もちろんこの試合、2点を決めたのは個人技にも優れる大前。しかし、展開を変えたのは村田であり、しかし常にわれわれを苦しめ、実はその存在感を示していたのはオーストラリア代表のミッチェルデュークの献身的ともいえる運動量とその技術だったように思います。

冒頭”総合力”に屈したと書いたのは、悔しながらもその選手層の差。そして残念ながら指揮官の経験値の差が勝敗を分けてしまった試合のように感じたからでした。ただ同時に書いたように、点差ほどに感じたわけではないということも・・・。決してその差は越えられない壁ではないということも。

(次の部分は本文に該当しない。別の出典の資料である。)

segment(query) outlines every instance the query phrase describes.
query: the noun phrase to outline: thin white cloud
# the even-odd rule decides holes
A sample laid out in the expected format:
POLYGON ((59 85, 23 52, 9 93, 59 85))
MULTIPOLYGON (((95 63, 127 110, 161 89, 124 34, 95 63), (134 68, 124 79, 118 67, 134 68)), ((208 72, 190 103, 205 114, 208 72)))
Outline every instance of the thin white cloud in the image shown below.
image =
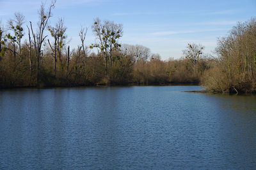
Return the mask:
POLYGON ((204 32, 212 32, 212 31, 226 31, 224 29, 202 29, 202 30, 194 30, 194 31, 159 31, 150 33, 150 35, 155 36, 166 36, 178 34, 188 34, 188 33, 204 33, 204 32))
POLYGON ((121 12, 115 13, 112 14, 114 16, 125 16, 125 15, 159 15, 162 14, 160 12, 121 12))
POLYGON ((195 25, 207 25, 207 26, 230 26, 235 25, 237 24, 237 21, 235 20, 216 20, 216 21, 209 21, 195 23, 195 25))
POLYGON ((222 11, 206 12, 205 14, 208 14, 208 15, 227 15, 227 14, 234 14, 239 12, 239 10, 222 10, 222 11))

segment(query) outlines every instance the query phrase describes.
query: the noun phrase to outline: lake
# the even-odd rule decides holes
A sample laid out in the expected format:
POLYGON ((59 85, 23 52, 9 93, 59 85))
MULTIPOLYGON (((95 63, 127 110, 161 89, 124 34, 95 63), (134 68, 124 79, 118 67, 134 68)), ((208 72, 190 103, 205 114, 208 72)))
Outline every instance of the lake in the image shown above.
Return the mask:
POLYGON ((255 169, 256 96, 200 86, 0 91, 0 169, 255 169))

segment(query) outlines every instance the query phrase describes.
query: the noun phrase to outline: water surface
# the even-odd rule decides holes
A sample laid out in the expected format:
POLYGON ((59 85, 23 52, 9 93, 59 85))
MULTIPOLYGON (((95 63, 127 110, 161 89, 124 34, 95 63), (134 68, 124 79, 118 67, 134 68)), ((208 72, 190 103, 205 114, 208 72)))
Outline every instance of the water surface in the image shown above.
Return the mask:
POLYGON ((255 169, 256 97, 200 89, 0 91, 0 169, 255 169))

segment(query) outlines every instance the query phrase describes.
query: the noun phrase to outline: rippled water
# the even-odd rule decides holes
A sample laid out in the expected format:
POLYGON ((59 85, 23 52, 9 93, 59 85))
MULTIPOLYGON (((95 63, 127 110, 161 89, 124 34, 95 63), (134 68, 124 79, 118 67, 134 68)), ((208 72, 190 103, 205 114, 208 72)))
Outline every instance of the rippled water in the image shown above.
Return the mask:
POLYGON ((256 97, 200 89, 0 91, 0 169, 255 169, 256 97))

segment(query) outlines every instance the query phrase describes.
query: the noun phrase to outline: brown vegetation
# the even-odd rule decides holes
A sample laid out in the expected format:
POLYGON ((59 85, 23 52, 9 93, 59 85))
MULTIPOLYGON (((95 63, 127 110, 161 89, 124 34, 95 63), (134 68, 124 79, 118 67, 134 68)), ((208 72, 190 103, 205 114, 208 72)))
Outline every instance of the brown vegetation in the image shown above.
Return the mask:
POLYGON ((218 40, 216 58, 205 57, 201 45, 189 43, 183 58, 164 61, 143 45, 119 44, 122 25, 99 19, 92 27, 96 43, 85 45, 88 29, 82 27, 80 44, 70 50, 64 20, 48 25, 55 2, 47 10, 41 6, 36 26, 26 26, 28 39, 20 13, 0 26, 0 88, 201 82, 212 92, 256 91, 255 19, 218 40))

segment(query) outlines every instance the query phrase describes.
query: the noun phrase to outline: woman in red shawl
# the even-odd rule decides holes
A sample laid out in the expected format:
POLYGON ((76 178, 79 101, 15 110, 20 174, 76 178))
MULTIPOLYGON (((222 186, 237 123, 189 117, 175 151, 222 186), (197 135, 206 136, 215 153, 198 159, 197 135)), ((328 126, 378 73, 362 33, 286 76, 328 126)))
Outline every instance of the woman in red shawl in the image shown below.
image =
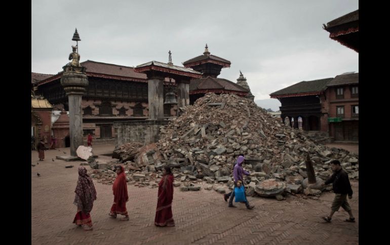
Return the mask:
POLYGON ((89 146, 92 146, 92 135, 90 133, 88 134, 88 138, 87 139, 87 145, 89 146))
POLYGON ((38 145, 36 146, 36 150, 38 151, 38 157, 40 161, 44 161, 45 159, 45 142, 43 139, 41 139, 38 145))
POLYGON ((108 214, 112 218, 116 218, 117 214, 125 215, 121 220, 129 220, 129 215, 126 210, 126 202, 129 201, 127 194, 127 182, 125 169, 122 166, 116 166, 118 177, 112 185, 112 192, 114 194, 114 203, 111 207, 108 214))
POLYGON ((96 190, 92 179, 87 174, 87 169, 79 167, 79 180, 77 181, 76 192, 73 204, 77 206, 77 213, 73 223, 81 225, 84 230, 93 229, 92 221, 90 212, 93 207, 93 202, 96 200, 96 190))
POLYGON ((169 167, 164 167, 163 171, 164 176, 159 183, 154 225, 157 226, 174 226, 175 221, 172 214, 173 175, 169 167))

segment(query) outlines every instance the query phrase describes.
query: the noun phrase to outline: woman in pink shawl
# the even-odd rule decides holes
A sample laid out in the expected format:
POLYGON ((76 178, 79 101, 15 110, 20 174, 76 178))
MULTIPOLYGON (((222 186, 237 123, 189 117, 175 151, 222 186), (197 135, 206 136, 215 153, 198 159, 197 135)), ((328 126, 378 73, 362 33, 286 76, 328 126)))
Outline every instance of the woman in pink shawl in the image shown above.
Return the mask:
POLYGON ((92 179, 87 174, 87 169, 84 167, 79 167, 79 180, 74 192, 76 194, 73 204, 77 206, 77 213, 73 223, 81 225, 85 230, 91 230, 92 221, 90 212, 93 202, 96 200, 96 190, 92 179))
POLYGON ((112 185, 114 203, 108 215, 116 218, 118 214, 121 214, 125 216, 121 220, 129 220, 129 215, 126 209, 126 203, 129 201, 129 195, 127 194, 126 175, 123 166, 116 166, 116 174, 118 176, 112 185))

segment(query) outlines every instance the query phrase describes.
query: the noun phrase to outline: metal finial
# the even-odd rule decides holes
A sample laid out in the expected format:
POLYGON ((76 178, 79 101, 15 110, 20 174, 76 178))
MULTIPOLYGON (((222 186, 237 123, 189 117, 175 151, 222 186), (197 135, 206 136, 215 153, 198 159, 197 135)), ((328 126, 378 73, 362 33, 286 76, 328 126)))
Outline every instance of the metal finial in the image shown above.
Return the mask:
POLYGON ((209 47, 207 46, 207 43, 206 44, 206 46, 205 47, 205 52, 203 53, 204 55, 210 56, 210 52, 209 51, 209 47))
POLYGON ((80 39, 80 36, 79 35, 79 33, 77 32, 77 28, 74 31, 74 34, 73 34, 73 38, 72 38, 73 41, 81 41, 80 39))
POLYGON ((169 54, 169 57, 168 58, 168 64, 173 64, 172 63, 172 53, 171 53, 171 51, 170 50, 168 52, 168 54, 169 54))

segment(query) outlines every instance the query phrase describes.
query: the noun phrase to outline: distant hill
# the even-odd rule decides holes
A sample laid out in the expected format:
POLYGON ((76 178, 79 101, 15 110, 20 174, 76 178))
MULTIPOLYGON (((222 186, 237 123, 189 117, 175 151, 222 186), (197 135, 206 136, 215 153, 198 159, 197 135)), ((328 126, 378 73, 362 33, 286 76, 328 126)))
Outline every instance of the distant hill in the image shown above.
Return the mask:
POLYGON ((255 103, 260 107, 265 110, 270 108, 274 112, 279 111, 279 107, 282 106, 279 101, 276 99, 258 100, 255 101, 255 103))

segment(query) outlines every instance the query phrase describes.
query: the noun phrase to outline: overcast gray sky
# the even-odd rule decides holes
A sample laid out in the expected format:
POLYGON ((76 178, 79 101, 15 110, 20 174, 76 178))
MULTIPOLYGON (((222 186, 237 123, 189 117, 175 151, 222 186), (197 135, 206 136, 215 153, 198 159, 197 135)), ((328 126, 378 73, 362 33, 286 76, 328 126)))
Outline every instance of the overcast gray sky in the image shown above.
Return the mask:
POLYGON ((69 62, 75 27, 81 61, 126 66, 174 65, 203 54, 241 70, 255 100, 301 81, 359 71, 359 54, 322 24, 359 9, 358 0, 31 1, 31 72, 57 74, 69 62))

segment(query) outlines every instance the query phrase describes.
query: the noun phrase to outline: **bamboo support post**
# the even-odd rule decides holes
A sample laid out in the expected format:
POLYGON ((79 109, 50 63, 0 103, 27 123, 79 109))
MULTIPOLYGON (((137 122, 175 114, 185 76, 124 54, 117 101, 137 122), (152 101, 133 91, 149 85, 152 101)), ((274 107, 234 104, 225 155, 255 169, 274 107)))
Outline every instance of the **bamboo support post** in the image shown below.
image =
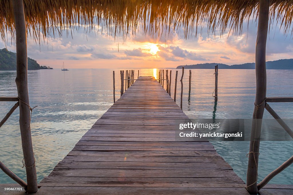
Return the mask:
POLYGON ((183 75, 184 75, 184 67, 182 67, 182 75, 181 76, 180 82, 181 83, 181 96, 180 96, 180 108, 182 109, 182 100, 183 99, 183 75))
MULTIPOLYGON (((121 70, 120 70, 120 75, 121 75, 121 70)), ((115 103, 115 71, 113 71, 113 97, 115 103)))
POLYGON ((275 176, 277 174, 281 172, 282 171, 287 168, 290 165, 292 164, 292 163, 293 163, 293 156, 291 156, 291 158, 283 163, 282 165, 276 169, 274 170, 268 175, 268 176, 265 177, 263 179, 263 180, 261 181, 257 185, 258 189, 259 190, 263 188, 264 186, 268 183, 273 178, 273 177, 275 176))
POLYGON ((128 70, 126 70, 125 73, 125 91, 126 91, 126 86, 127 83, 127 75, 128 74, 128 70))
POLYGON ((258 192, 258 167, 261 129, 266 93, 265 49, 269 22, 269 0, 260 0, 258 33, 255 45, 256 93, 249 146, 246 189, 251 194, 258 192), (256 119, 256 120, 255 120, 256 119))
POLYGON ((161 70, 159 70, 159 83, 161 84, 161 70))
POLYGON ((191 70, 189 70, 189 93, 191 90, 191 70))
POLYGON ((1 121, 1 122, 0 122, 0 128, 1 128, 1 127, 2 126, 2 125, 3 125, 3 124, 6 122, 6 121, 8 119, 8 118, 9 118, 9 117, 12 114, 12 113, 13 113, 13 112, 14 112, 15 110, 15 109, 17 108, 17 107, 18 107, 18 102, 17 102, 16 103, 14 104, 13 106, 12 106, 12 107, 11 108, 11 109, 10 109, 10 110, 9 111, 9 112, 8 112, 8 113, 6 114, 5 116, 4 117, 4 118, 3 118, 3 119, 2 119, 2 120, 1 121))
POLYGON ((164 76, 164 70, 163 70, 163 84, 162 86, 163 86, 163 88, 164 88, 164 78, 165 77, 164 76))
POLYGON ((219 75, 218 71, 219 70, 218 68, 218 65, 215 66, 215 101, 218 101, 218 75, 219 75))
POLYGON ((13 172, 9 170, 9 169, 1 161, 0 161, 0 168, 11 179, 14 180, 21 186, 24 188, 26 190, 27 184, 25 183, 25 182, 23 181, 22 180, 18 177, 13 172))
POLYGON ((121 80, 121 88, 120 89, 120 96, 123 95, 124 92, 123 87, 124 86, 124 71, 120 70, 120 79, 121 80))
POLYGON ((177 88, 177 76, 178 75, 178 71, 176 70, 176 74, 175 76, 175 86, 174 87, 174 101, 176 102, 176 89, 177 88))
POLYGON ((35 160, 30 131, 30 111, 28 87, 28 54, 26 27, 23 0, 12 1, 14 17, 16 50, 16 77, 19 103, 19 126, 26 172, 27 191, 38 191, 35 160), (24 102, 25 102, 25 103, 24 102))
POLYGON ((169 79, 169 95, 171 96, 171 79, 172 76, 172 71, 170 70, 170 78, 169 79))
POLYGON ((168 75, 168 70, 166 70, 166 91, 169 94, 169 77, 168 75))
POLYGON ((267 103, 265 104, 265 108, 270 113, 271 115, 279 123, 279 124, 288 133, 288 134, 290 135, 291 137, 293 138, 293 131, 292 131, 292 130, 291 130, 290 128, 287 125, 287 124, 285 123, 282 119, 279 116, 278 114, 276 113, 275 111, 273 110, 272 108, 271 108, 270 105, 267 103))

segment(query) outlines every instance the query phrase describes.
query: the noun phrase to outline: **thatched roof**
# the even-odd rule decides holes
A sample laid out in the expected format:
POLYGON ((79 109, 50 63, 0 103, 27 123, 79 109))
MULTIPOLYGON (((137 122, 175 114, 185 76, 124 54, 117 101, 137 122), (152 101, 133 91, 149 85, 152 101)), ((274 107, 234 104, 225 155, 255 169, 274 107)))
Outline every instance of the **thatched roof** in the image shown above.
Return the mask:
MULTIPOLYGON (((0 34, 14 34, 12 0, 0 1, 0 34), (11 33, 11 32, 12 33, 11 33)), ((293 31, 293 0, 270 0, 271 21, 280 24, 285 34, 293 31)), ((125 37, 139 25, 146 33, 183 28, 185 38, 196 35, 203 25, 209 32, 241 33, 244 21, 256 19, 258 0, 24 0, 29 35, 39 41, 49 34, 67 35, 95 26, 108 34, 125 37), (199 28, 198 28, 198 27, 199 28), (65 31, 64 31, 65 30, 65 31), (40 33, 40 32, 41 33, 40 33)))

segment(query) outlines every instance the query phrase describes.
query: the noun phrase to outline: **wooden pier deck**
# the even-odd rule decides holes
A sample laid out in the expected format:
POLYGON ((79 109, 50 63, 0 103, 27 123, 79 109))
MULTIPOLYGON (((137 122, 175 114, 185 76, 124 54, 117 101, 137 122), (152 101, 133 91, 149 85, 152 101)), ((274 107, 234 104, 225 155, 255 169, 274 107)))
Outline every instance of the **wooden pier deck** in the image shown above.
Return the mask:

次の試合。連敗しないことが大事。この試合を終えて選手の誰もが口にする。GKの佐藤が言う。「次の試合が真価を問われると思います。ここでバタバタしてしまったり、切り替えができずにズルズルと負けてしまったりということがないように、次の試合もホームで戦えるので、自分たちの戦う姿勢を皆さんに見てもらいたいですし、それを結果につなげたい」と。

この日のうまスタには1万人近いファンが詰めかけました。これと言って動員があったわけでもないのですが…。対戦相手が清水だったこともあったのか。あるいは、今シーズンからクラブはマーケティング部を新設して、グッズやチケットの販促を戦略的に取り組んでいくとのことでしたが、早速、それが効果を表しているのか。しかし、スタンドを見回してみると、やはりチームの好調さがジワリとファン層に厚みをもたらしているような気がします。

もちろん、連敗は避けたい。次の試合が大事。しかし、逆に選手たちに変なプレシャーがかかるのは良くない。次もホーム戦。チームが普段どおりの力を発揮できるように。今日のスタジアムの雰囲気に、さらに数を増して応援していきたいですね。